There are ways you may bring the light to your home as well. When the evenings get especially cold, a five-gallon bucket can turn into a vessel that creates beautiful lanterns! Simply fill them with water—boiled water will produce a clearer ice—place them outside on a sub-freezing evening for 24 hours. Then bring them inside and run warm water over the sides and bottom to release the ice.
The water that was directly exposed to the air at the top of the bucket is now your solid base for the bottom. Since the water will not freeze all the way through in 24 to 48 hours, take a hammer and gently tap on your new top to the watery core. Once the water is removed, this will create the opening in which to place a LED lantern.

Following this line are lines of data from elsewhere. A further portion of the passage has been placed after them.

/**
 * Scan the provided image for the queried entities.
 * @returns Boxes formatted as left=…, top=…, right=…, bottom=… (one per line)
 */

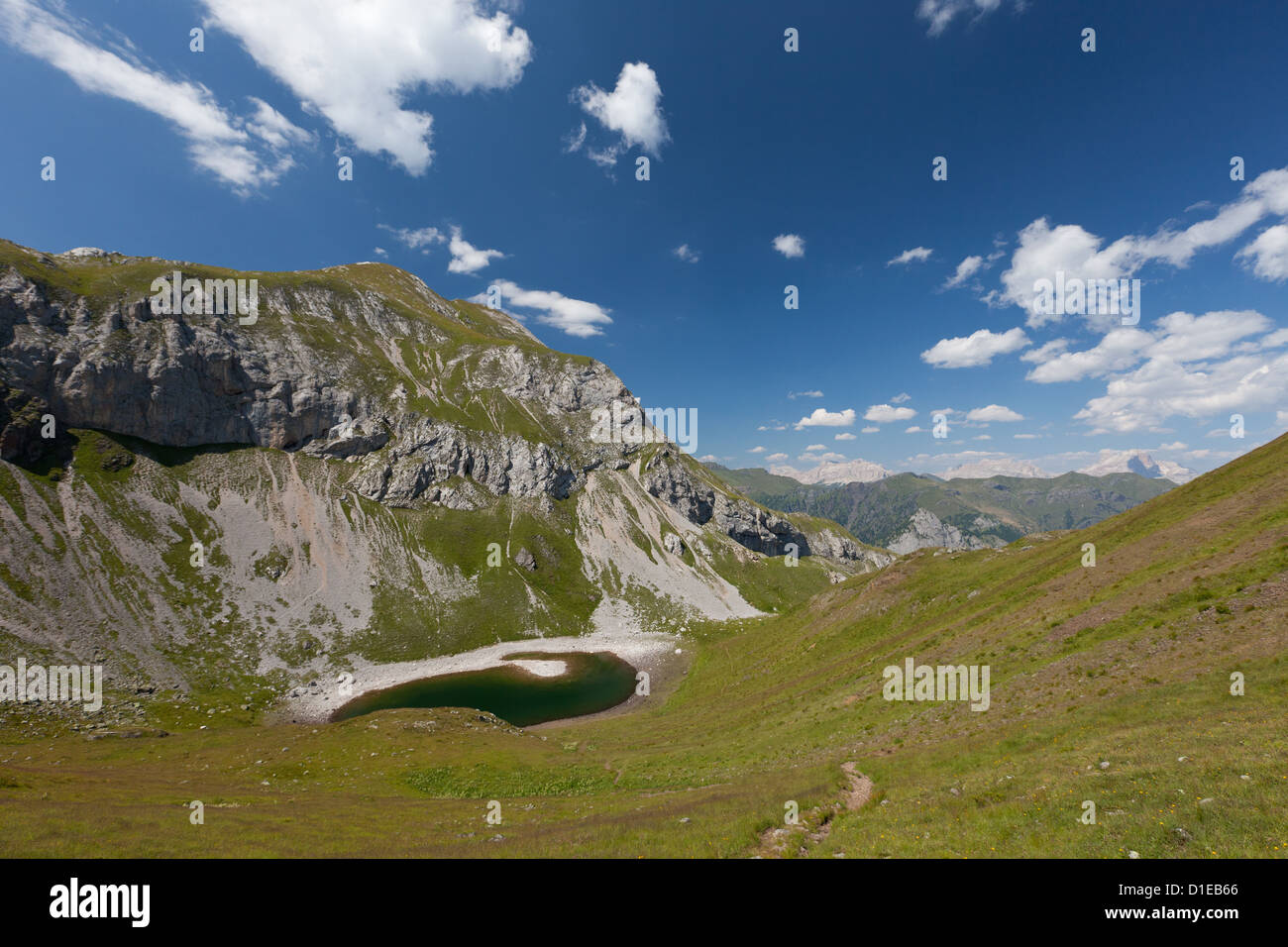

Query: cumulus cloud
left=986, top=167, right=1288, bottom=330
left=1074, top=355, right=1288, bottom=433
left=1030, top=310, right=1288, bottom=433
left=863, top=404, right=917, bottom=424
left=966, top=404, right=1024, bottom=424
left=917, top=0, right=1024, bottom=36
left=447, top=227, right=505, bottom=273
left=944, top=257, right=984, bottom=290
left=566, top=61, right=671, bottom=166
left=0, top=0, right=313, bottom=193
left=376, top=224, right=447, bottom=253
left=471, top=279, right=612, bottom=338
left=921, top=326, right=1029, bottom=368
left=1235, top=224, right=1288, bottom=282
left=202, top=0, right=532, bottom=175
left=796, top=407, right=855, bottom=430
left=774, top=233, right=805, bottom=259
left=1026, top=309, right=1288, bottom=384
left=886, top=246, right=934, bottom=266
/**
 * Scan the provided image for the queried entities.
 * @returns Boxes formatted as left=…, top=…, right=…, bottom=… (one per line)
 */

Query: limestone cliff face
left=0, top=240, right=889, bottom=690
left=641, top=449, right=894, bottom=569
left=890, top=507, right=1001, bottom=554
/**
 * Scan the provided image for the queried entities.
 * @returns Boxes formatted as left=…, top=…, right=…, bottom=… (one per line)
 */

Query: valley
left=0, top=244, right=1288, bottom=858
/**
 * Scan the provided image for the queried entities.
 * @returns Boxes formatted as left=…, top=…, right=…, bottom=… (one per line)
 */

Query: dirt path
left=754, top=763, right=875, bottom=858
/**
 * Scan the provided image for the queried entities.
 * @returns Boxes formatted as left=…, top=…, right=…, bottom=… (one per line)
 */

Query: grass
left=0, top=443, right=1288, bottom=858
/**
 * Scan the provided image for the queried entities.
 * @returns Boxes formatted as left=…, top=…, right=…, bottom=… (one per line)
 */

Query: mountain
left=720, top=469, right=1171, bottom=554
left=0, top=407, right=1288, bottom=860
left=769, top=460, right=890, bottom=483
left=0, top=241, right=893, bottom=699
left=941, top=458, right=1051, bottom=480
left=1081, top=451, right=1198, bottom=483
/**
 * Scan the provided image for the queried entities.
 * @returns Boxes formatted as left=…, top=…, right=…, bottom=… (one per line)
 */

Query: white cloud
left=944, top=257, right=984, bottom=290
left=568, top=61, right=671, bottom=164
left=376, top=224, right=447, bottom=253
left=921, top=326, right=1029, bottom=368
left=966, top=404, right=1024, bottom=423
left=863, top=404, right=917, bottom=424
left=886, top=246, right=935, bottom=266
left=796, top=407, right=855, bottom=430
left=1074, top=355, right=1288, bottom=433
left=0, top=0, right=313, bottom=193
left=471, top=279, right=612, bottom=339
left=447, top=227, right=505, bottom=273
left=1235, top=224, right=1288, bottom=282
left=203, top=0, right=532, bottom=175
left=1025, top=329, right=1154, bottom=384
left=1025, top=309, right=1288, bottom=384
left=986, top=167, right=1288, bottom=330
left=774, top=233, right=805, bottom=259
left=1020, top=339, right=1069, bottom=365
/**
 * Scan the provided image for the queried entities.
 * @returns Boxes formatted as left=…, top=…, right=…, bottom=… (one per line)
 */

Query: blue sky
left=0, top=0, right=1288, bottom=473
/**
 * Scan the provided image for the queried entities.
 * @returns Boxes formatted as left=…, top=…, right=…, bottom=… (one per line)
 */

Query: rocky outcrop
left=0, top=252, right=860, bottom=569
left=889, top=507, right=991, bottom=554
left=640, top=449, right=894, bottom=569
left=349, top=417, right=581, bottom=506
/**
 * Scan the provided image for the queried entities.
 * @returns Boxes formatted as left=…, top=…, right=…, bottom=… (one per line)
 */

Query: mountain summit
left=0, top=241, right=893, bottom=686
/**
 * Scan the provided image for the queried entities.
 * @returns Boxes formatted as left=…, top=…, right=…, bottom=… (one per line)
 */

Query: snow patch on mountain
left=1078, top=451, right=1198, bottom=483
left=769, top=460, right=890, bottom=483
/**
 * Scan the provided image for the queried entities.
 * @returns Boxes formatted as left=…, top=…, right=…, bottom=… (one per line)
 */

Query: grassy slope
left=0, top=438, right=1288, bottom=857
left=720, top=469, right=1173, bottom=545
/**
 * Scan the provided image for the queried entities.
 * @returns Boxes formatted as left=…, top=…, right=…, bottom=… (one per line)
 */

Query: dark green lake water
left=331, top=651, right=635, bottom=727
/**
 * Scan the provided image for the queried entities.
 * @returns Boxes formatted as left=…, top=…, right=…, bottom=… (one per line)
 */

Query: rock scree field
left=0, top=244, right=1288, bottom=858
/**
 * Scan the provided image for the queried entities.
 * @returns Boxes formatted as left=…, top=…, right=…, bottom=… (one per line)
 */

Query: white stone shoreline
left=280, top=629, right=679, bottom=723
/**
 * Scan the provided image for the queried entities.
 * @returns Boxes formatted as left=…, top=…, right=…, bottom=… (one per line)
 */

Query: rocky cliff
left=0, top=241, right=889, bottom=688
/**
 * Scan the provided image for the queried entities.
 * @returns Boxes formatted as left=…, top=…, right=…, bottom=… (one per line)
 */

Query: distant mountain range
left=769, top=451, right=1198, bottom=484
left=1081, top=451, right=1198, bottom=483
left=711, top=466, right=1173, bottom=553
left=769, top=460, right=893, bottom=483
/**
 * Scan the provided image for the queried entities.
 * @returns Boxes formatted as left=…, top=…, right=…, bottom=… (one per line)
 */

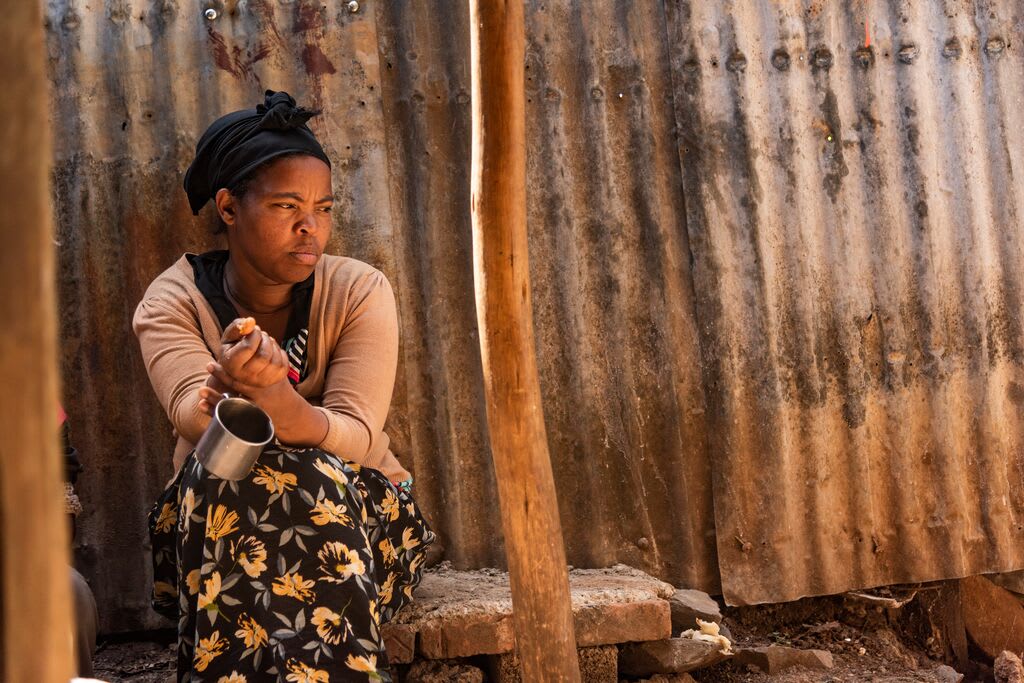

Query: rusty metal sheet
left=666, top=0, right=1024, bottom=604
left=47, top=0, right=1024, bottom=631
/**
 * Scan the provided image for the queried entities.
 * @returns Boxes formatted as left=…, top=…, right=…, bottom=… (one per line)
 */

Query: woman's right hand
left=207, top=317, right=288, bottom=394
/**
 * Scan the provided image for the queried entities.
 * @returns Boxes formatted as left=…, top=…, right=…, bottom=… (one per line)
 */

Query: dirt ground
left=94, top=598, right=991, bottom=683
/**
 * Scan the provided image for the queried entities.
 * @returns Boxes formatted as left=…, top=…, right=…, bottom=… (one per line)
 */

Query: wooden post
left=0, top=2, right=74, bottom=683
left=469, top=0, right=580, bottom=681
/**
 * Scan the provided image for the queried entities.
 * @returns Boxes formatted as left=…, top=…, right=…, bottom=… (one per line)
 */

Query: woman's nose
left=296, top=211, right=316, bottom=232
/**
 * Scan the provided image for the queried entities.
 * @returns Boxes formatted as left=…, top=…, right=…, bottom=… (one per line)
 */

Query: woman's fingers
left=243, top=333, right=288, bottom=387
left=220, top=317, right=256, bottom=344
left=220, top=326, right=263, bottom=373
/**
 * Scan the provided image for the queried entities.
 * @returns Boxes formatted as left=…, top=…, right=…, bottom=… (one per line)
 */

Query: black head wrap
left=184, top=90, right=331, bottom=215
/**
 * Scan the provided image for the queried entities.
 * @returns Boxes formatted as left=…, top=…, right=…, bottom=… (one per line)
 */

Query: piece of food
left=236, top=317, right=256, bottom=337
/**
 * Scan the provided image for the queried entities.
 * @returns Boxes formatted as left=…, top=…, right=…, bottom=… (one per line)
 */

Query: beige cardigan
left=132, top=250, right=411, bottom=481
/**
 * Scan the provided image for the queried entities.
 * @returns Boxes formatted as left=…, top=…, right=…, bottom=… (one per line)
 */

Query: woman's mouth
left=291, top=251, right=319, bottom=265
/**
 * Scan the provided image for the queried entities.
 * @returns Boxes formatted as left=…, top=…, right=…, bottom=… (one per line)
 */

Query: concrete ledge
left=384, top=564, right=675, bottom=664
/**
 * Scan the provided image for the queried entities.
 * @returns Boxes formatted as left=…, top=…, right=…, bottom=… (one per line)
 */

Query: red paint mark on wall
left=207, top=27, right=273, bottom=83
left=302, top=44, right=338, bottom=76
left=292, top=1, right=324, bottom=33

You will have created a large luminary that you can use to line your walkway or entrance way to your home. These luminaries, coupled with soft LED light strands on bushes/trees/eaves can help brighten the dark winter months and create a more inviting home-life.
If you have a fire pit or a fire ring, keep the area shoveled and prepped for a spontaneous bonfire on a cold and dark winter evening. Besides being novel, it creates a unique way to gather friends and family during a time in which you normally would gather indoors.
Don’t have a fire pit? Keep your outdoor grill handy for a get-together with an unexpected flair.
Staving off the winter blues is within most of our control if we choose to embrace the season, rather than dread its arrival. Creating new habits and traditions may even make you enjoy this time of year a little more.
For me and my family, traveling to cold winter destinations during January has become a way to celebrate winter even more. The colder, windier and snowier the better! Most people think we are crazy, but once you see people who live in harsher environments than we have during winter in Door County, you may begin to celebrate and look forward to this quiet time of year.
Take control of the light this winter and find fun ways to venture outdoors, whether for a candle-light hike, ski or snowshoe, a winter bonfire or simply look at how your community or neighbors have lit their streets or homes.
Darkness is actually important, but so is a little light at this time of year. Enjoy winter and remember that something waits underneath the frozen ground. The whole story doesn’t show.